Desperately seeking conditional release
BOCSAR studied 252 first court bail hearings happening in the NSW police stations and NSW Local Courts over February to May last year. And 37 of the cases involved no bail application, and 18 of these matters were dealt with on first appearance, due to this lack of application.
Bail applications were, however, made in the remaining 197 matters, which then saw 74 individuals bail refused, 104 released on conditional bail, 6 matters resulted in the accused being released unconditionally and 13 involved bail not being dispensed as these cases were finalised during the same hearing.
Sixty two percent of the accused, who were refused bail by police initially, were subsequently released after applying for it in the Local Court.
The difference between both the police bail hearings and that of the court, is that the accused gets to argue their point in court, regarding why they should be bail released, why detention is not justified, as well as being able to demonstrate eligibility for bail.
So, while vulnerabilities were put for individuals being considered for remand, they were only ever accepted in a tiny number of decisions over the period of the study. “The lack of definition and guidance for decisionmakers on how vulnerabilities might affect risk and to what extent they should be considered, is a limitation of the bail legislation”.
“Coupled with this,” the report continues, “is the lack of specific education lawyers, judicial officers, and custody managers receive on the fundamental association between different types of vulnerabilities, offending, and approaches to justice, and the benefits of a rehabilitative opposed to punitive approach.”
Differences in approach
The report repeatedly contrasts how NSW police and the NSW Local Court arrives at their bail decisions, however it does add that both law enforcement and the judiciary prioritise the “seriousness of the index offence”, as well as any prior offending. Police are less inclined to consider the special vulnerabilities of the accused and more inclined to refuse bail over show cause offences.
There are three primary reasons for disparities between police and the courts. The first is that the accused gets to show cause to the courts, while more often than not the police aren’t interested. Secondly, bail conditions are often considered by magistrates, while the police don’t tend to make such an assessment. And lastly, police are stricter than the courts on bail.
Another key reason for the disparities is that unlike magistrates, the police have limited legal training. So, custody managers assessing whether to grant bail can’t interpret the Bail Act.

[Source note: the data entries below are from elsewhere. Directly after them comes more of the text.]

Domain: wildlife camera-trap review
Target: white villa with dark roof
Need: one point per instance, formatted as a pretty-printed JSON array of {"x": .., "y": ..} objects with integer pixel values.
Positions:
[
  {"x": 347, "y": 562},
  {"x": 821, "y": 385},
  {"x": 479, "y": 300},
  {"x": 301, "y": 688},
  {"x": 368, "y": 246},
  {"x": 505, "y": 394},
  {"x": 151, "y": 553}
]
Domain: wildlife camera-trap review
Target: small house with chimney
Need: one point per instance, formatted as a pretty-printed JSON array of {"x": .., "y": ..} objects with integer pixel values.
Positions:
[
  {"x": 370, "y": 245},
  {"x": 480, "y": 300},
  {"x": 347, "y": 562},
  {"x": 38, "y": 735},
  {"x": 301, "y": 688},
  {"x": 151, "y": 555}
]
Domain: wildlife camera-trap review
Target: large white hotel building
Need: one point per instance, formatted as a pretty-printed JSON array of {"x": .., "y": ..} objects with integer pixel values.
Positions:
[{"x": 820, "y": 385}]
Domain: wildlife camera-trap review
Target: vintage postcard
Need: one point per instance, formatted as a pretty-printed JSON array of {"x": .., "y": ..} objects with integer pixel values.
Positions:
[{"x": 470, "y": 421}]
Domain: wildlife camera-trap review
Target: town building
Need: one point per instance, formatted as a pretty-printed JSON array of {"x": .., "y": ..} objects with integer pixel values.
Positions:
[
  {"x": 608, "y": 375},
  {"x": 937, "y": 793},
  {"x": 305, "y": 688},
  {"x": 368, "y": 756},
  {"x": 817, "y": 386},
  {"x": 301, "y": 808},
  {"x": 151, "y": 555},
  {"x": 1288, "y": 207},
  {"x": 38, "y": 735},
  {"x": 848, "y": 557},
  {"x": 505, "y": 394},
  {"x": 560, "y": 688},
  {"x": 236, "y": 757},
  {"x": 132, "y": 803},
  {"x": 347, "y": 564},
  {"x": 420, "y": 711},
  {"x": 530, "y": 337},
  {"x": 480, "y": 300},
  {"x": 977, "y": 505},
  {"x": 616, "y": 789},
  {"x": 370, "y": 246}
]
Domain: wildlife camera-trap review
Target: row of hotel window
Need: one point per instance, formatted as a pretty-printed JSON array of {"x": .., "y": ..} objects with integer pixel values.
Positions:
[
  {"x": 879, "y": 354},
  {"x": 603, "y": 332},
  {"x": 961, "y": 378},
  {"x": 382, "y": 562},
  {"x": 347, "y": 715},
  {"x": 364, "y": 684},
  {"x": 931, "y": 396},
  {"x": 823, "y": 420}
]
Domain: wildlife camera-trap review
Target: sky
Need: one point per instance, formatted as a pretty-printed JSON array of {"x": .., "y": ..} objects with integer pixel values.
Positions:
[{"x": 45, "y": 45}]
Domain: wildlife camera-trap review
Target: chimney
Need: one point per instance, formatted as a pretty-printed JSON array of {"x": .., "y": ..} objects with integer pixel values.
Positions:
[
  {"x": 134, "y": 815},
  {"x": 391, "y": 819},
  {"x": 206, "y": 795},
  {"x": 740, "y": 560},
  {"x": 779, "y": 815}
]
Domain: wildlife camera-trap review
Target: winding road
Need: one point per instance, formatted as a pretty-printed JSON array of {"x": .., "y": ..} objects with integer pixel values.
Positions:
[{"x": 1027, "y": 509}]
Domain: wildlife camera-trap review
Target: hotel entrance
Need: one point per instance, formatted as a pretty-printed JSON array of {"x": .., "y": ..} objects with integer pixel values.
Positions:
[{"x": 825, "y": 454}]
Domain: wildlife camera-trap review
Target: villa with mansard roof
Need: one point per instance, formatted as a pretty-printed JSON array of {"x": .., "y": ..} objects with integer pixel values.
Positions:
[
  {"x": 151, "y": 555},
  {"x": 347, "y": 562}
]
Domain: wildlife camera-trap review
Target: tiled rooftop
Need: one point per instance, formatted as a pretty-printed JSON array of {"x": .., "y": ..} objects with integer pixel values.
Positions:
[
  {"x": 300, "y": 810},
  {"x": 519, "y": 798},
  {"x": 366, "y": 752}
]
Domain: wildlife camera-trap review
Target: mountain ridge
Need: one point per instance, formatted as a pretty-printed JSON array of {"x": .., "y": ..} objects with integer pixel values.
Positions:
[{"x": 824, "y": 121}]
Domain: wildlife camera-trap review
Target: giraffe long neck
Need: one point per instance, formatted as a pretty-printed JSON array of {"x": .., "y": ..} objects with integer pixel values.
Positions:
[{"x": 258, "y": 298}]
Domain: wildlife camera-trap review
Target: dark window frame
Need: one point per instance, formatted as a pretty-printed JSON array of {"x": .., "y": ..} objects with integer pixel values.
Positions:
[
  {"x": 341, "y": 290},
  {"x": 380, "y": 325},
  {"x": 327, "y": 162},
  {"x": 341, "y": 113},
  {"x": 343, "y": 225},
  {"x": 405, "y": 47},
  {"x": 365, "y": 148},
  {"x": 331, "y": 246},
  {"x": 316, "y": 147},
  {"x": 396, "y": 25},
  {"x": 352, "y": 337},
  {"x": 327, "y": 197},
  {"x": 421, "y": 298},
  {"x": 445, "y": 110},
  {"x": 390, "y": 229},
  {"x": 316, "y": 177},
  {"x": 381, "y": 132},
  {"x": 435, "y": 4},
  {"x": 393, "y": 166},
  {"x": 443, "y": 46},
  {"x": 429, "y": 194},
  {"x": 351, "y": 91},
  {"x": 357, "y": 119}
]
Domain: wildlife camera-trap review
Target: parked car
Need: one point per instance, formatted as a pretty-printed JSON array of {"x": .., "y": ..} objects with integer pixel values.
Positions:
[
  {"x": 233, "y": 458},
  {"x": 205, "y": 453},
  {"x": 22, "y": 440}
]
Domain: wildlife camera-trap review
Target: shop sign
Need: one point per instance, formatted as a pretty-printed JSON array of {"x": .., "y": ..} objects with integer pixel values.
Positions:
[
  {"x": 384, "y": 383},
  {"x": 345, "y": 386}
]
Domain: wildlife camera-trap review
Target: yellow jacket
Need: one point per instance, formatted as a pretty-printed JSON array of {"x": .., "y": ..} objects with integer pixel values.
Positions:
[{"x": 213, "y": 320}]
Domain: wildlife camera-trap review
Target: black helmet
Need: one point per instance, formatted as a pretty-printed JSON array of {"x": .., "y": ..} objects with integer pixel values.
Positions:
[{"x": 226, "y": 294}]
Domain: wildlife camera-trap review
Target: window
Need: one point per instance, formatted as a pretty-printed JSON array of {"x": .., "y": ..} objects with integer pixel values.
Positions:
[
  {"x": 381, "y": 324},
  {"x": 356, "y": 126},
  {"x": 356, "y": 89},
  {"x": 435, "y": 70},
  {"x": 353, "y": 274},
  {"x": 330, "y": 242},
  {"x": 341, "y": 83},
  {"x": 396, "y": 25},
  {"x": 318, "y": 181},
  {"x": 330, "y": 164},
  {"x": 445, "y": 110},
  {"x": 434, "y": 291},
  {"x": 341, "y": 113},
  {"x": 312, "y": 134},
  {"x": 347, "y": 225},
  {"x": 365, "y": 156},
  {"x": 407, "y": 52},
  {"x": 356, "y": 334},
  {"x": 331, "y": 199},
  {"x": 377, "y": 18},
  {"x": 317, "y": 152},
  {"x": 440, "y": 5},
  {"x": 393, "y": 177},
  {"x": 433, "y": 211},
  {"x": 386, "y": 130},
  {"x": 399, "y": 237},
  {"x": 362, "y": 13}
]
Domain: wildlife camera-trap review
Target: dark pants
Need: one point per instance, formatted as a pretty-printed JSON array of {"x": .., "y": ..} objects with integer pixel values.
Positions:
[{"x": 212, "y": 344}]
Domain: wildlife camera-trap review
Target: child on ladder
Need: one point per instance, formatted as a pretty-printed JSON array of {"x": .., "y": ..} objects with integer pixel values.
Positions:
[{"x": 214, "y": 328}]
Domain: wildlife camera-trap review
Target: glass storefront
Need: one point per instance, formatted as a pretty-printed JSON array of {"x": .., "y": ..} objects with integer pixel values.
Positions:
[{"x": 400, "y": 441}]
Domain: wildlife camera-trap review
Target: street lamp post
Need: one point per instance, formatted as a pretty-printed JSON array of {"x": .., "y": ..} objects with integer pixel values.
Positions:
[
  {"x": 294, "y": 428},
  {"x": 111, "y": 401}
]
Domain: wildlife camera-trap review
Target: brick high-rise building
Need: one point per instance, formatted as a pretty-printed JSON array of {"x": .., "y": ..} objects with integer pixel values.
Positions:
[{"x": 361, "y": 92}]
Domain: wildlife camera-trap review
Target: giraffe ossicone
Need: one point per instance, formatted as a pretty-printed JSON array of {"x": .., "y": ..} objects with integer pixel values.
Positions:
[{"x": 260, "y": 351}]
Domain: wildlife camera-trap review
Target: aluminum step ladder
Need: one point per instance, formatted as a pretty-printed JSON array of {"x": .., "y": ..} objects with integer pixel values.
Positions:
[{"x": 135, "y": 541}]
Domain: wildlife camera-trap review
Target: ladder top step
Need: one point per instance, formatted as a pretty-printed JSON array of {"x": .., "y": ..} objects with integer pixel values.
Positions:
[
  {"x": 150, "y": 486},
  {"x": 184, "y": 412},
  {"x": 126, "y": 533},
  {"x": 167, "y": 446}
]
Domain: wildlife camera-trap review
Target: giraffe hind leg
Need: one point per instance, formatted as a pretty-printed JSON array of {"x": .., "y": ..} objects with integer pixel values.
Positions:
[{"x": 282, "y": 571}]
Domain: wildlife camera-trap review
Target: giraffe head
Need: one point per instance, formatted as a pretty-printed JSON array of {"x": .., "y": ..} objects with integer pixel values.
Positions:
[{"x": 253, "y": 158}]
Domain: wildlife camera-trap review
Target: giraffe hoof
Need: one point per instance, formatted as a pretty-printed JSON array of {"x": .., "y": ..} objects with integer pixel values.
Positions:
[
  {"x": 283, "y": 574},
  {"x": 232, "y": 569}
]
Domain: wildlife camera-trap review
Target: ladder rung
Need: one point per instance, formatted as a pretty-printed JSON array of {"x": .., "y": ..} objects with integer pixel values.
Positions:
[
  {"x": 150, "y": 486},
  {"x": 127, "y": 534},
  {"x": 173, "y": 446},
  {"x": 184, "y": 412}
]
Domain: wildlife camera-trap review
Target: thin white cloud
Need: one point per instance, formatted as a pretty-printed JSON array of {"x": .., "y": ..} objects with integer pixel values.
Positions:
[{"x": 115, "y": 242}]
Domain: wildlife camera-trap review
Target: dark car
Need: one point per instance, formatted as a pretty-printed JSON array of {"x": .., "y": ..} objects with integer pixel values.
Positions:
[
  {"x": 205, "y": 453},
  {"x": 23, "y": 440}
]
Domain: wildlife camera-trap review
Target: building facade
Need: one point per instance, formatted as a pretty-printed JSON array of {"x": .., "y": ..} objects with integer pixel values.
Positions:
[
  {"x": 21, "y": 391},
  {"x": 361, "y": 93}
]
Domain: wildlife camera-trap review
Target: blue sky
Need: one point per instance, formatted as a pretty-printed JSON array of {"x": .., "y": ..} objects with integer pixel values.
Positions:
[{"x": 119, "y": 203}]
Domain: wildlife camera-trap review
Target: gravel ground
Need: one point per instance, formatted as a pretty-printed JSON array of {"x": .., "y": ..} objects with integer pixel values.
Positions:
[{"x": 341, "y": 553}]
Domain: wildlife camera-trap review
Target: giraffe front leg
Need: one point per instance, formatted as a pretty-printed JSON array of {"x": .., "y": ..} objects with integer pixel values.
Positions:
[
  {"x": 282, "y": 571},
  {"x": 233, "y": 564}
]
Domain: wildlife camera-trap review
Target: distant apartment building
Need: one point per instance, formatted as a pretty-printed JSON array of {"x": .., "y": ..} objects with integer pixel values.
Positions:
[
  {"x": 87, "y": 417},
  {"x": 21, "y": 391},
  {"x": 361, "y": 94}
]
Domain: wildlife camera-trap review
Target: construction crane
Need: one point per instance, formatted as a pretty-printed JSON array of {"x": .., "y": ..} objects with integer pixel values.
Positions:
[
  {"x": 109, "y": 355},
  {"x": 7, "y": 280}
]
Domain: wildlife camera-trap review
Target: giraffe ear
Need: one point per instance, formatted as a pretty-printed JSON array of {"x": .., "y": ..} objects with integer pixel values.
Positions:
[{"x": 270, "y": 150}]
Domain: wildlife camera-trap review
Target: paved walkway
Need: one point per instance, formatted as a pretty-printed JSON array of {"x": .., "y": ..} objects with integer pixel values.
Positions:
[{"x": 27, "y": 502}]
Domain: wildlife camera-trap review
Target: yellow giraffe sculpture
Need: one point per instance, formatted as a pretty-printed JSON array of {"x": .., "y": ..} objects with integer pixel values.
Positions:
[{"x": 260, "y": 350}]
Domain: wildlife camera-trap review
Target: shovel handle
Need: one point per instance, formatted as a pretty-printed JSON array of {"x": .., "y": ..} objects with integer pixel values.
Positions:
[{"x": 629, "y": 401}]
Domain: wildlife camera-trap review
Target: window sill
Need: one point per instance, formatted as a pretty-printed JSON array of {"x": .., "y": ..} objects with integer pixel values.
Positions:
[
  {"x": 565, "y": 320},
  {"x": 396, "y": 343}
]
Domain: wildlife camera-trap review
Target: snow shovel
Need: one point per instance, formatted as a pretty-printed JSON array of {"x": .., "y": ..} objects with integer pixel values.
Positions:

And the legal representatives of the accused are able to take time to argue specific points in court bail hearings, whereas nothing of the sort happens at police hearings.
Dealing with remand
In terms of reducing unnecessary bail refusals, the BOCSAR researchers suggest the show cause offence list could be amended, clear guidelines should be given to police explaining decision-making, and the main issues with these differences of bail outcomes is that custody managers apply discretion when making a bail condition, even when offending is relatively minor.
BOCSAR also suggests that the discrepancies can be cleared up if bail specialists were appointed as custody managers and another recommendation of the report is that legal representation should be available to the accused at the point of a custody manager making a decision to refuse, in order to ensure all relevant details are taken into consideration and accessed.
The “paper clearly demonstrates the complexity of bail decision-making as well as the inconsistencies in how bail laws are applied in NSW,” the BOCSAR researchers said in concluding.
“While the accused’s offending profile and prior criminal history are highly influential in both police and court bail decisions, two out of every five defendants refused bail by police are subsequently released by the court,” the report adds.